= Ida Hedevig Moltke =

Danish countess and letter writer (1744–1816)

Ida Hedevig von Moltke née von Buchwaldt (1744–1816) was a Danish countess of German origin and a letter writer.

==Life==
She was born to German nobleman Frederik von Buchwald and Henriette Emilie von Holstein and became the cousin of Amalie Sofie von Holstein and sister-in-law of Count Johann Hartwig Ernst von Bernstorff. In 1760, she married the courtier Count Christian Frederik von Moltke (1736–1771).

The court office of her first spouse made her a participator in Danish court life, where she became known for her love life. While her spouse was the lover of Elisabet von Eyben, she had an affair with the Spanish envoy Sebastian de Llano y la Quadra. Although her spouse was on the queen's side against the king's favorite Conrad Holck, he lost his office in 1771 and the couple had to leave court.

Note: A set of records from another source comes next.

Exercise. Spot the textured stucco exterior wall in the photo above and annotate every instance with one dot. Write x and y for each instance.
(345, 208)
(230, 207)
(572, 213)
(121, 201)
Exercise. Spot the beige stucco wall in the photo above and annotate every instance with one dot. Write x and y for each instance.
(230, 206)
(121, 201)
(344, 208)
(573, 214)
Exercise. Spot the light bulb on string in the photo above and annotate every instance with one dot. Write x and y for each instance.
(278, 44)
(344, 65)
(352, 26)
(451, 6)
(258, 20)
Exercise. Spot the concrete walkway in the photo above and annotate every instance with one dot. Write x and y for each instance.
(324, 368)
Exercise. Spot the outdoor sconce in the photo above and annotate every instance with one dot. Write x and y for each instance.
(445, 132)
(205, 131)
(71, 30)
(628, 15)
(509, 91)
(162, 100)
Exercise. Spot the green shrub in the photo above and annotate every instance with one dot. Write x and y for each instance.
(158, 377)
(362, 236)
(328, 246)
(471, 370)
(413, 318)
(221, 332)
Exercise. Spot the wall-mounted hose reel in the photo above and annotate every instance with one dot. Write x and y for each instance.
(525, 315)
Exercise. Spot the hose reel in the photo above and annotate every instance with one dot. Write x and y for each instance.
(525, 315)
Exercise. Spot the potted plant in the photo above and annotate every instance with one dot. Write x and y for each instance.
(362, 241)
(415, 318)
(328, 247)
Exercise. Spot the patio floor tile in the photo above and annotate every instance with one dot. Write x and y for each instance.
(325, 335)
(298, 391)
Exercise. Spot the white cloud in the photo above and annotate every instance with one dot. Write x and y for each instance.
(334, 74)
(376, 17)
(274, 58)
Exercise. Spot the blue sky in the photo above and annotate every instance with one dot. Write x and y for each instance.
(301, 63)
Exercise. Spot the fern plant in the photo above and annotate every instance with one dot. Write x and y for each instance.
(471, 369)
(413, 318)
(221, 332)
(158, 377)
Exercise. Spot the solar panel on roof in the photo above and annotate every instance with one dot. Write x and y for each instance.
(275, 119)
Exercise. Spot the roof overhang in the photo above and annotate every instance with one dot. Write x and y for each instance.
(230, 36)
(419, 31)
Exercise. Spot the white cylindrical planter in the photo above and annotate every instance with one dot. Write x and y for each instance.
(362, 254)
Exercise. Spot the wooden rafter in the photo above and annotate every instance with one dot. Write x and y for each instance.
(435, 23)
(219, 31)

When Moltke died shortly after, a scandal occurred when his widow was accused of having caused his death by infecting him with a venereal disease, by having caused him to commit suicide out of sorrow because of her adultery, or by having been poisoned by her and her lover courtier nobleman Karl Adolf von Plessen. In 1771, she married Karl Adolf von Plessen shortly after she became a widow, which made them suspicious. They were never openly accused.

Karl Adolf von Plessen belonged to the circle of Schack Carl Rantzau–Ascheberg, who planned to make an alliance with Sweden against Russia, during which her spouse was to be sent as an agent to Sweden and Enevold Brandt to France. These plans were never realized.

Her preserved correspondence is generally regarded as a valuable historic source about the courtiers of the Danish royal court of her time.

==See also==
- Luise Gramm

== Sources ==
- August Fjelstrup: Damerne ved Karoline Mathildes Hof, 1909.